Au bout de 14 jours sans sortir de la ferme, la vie dans un élevage et toutes les questions qui émergeaient a commencé à me peser. Un confinement en extérieur n’a certainement pas eu le même impact qu’un confinement dans notre appartement à Montréal, mais ça n’en restait pas moins un deuxième confinement strict alors que nous avions retrouvé notre liberté il y a à peine plus d’un mois. On savait que ça valait le coup, on avait besoin de quitter le Québec, de toute façon, pour explorer d’autres choses… Mais au jour 14, ça a été une vraie délivrance. Nous sommes allés nous promener à la plage, l’eau était encore très fraîche au cours de cette troisième semaine d’août, et l’air encore plus. J’ai déjà l’impression que c’est la fin de l’été… Cette saison est toujours si courte, au Canada. Nous avons l’impression d’en avoir à peine profité : rappelons que la dernière neige était mi-mai ! Rien que pour cela, cet hiver trop long, je ne pourrais pas vivre ici des années et des années. Et pourtant, je l’aime vraiment, cet hiver froid et neigeux. Mais au Canada, il n’y a véritablement qu’une saison, et c’est celle-là. Encore une fois, la météo est incertaine et on sent bien que l’on ne pourra s’éterniser en camping. Après cette balade sur la plage et une petite bière en terrasse (le bonheur !), on passe une dernière nuit dans notre ferme avant de mettre les voiles vers le Cap Breton, LE lieu de Nouvelle-Écosse qui émerveille tout le monde et qu’il ne faut surtout pas rater. C’est ce qui est en haut de notre liste d’endroits à explorer, alors pourquoi attendre ? Plus qu’une nuit, et c’est la liberté.

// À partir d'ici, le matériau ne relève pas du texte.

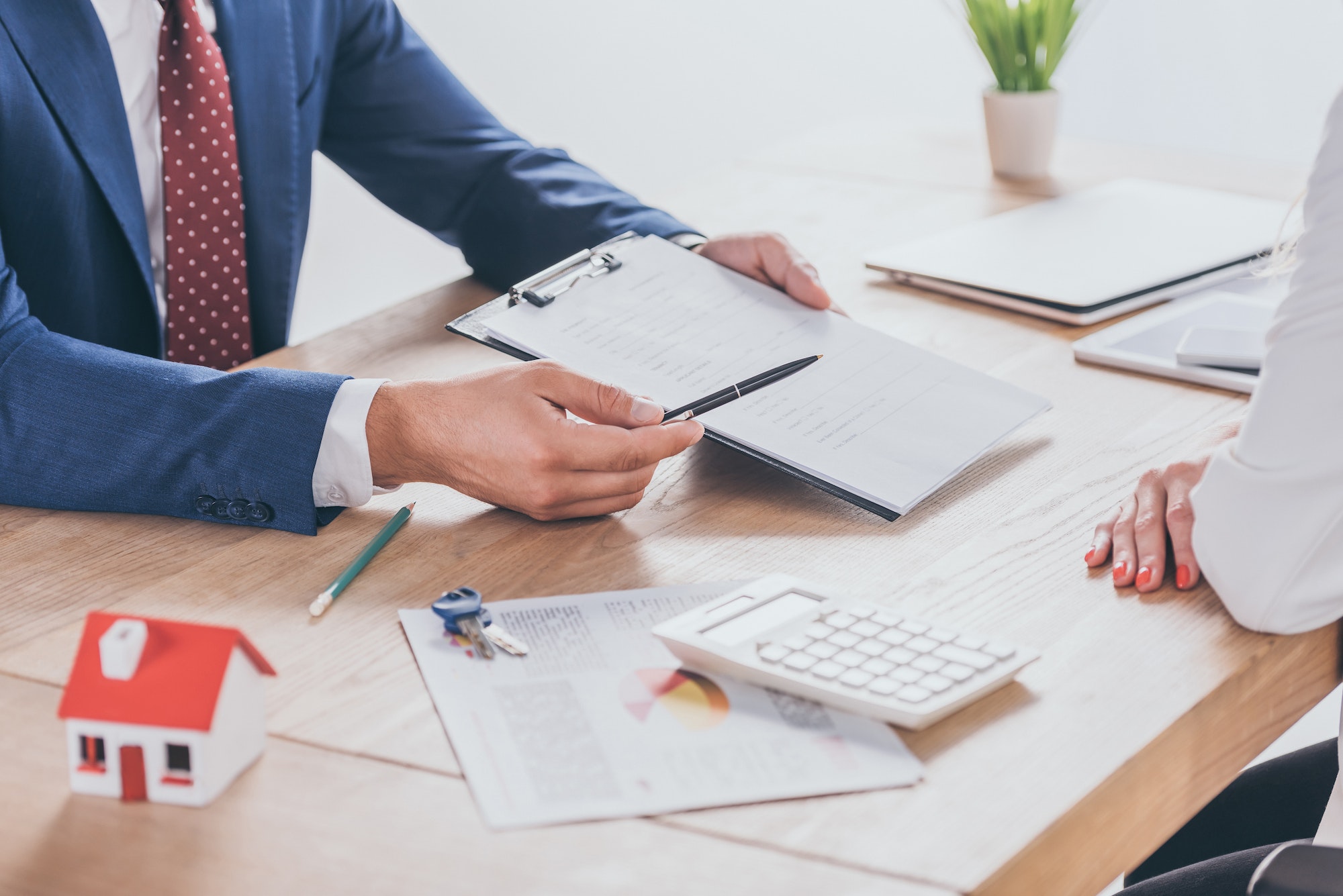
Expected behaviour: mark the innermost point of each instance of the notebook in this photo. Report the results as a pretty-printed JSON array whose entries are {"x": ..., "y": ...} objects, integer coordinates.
[
  {"x": 1095, "y": 254},
  {"x": 878, "y": 421}
]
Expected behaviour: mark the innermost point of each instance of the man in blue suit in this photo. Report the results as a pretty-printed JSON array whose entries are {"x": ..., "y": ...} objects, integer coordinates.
[{"x": 155, "y": 177}]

Une chanson, une lecture, une couleur, une odeur – ferme néo-écossaise

Une chanson pour un état d’esprit :

Beach Comber, par Real Estate, une chanson extrêmement nostalgique qui m’évoque la lumière douce sur le visage, les fins d’été.

Une lecture qui aura marqué ce moment :

Beauté fatale de Mona Chollet, commencé et sérieusement entamé en face de la mer, en me battant contre les voraces moustiques locaux.

Une couleur :

Le rouge, le roux ! De toutes ces petites poules qui ont égayé notre quotidien, de la couleur du toit de la grange, et bien sûr des fameuses chaises Adirondak !

Une odeur :

Celle de la pluie, tantôt qui exalte l’odeur des épines de pin, tantôt qui se mêle à celle de la vase sur la plage.

2 Comments

  • Reply
    Retour du Monde
    1 février 2021 at 12:21

    Merci pour ce moment d’évasion. Je me souviens qu’on avait parlé ensemble, durant le premier confinement, de votre situation, de la Nouvelle-Ecosse, et j’admets avoir manqué de lire ce feuilleton. Ca fait plaisir de ressentir un peu les sensations de cette province qui laisse en moi un vague sentiment de nostalgie doublé de yeux qui pétillent.

    • Reply
      Isa
      1 février 2021 at 12:23

      Merci pour ton commentaire !
      Le vrai voyage commence juste après, et on a pensé à vous tellement souvent le long de nos 10 jours au Cap Breton… :) C’était un voyage résolument différent du vôtre, mais plein de belles choses aussi !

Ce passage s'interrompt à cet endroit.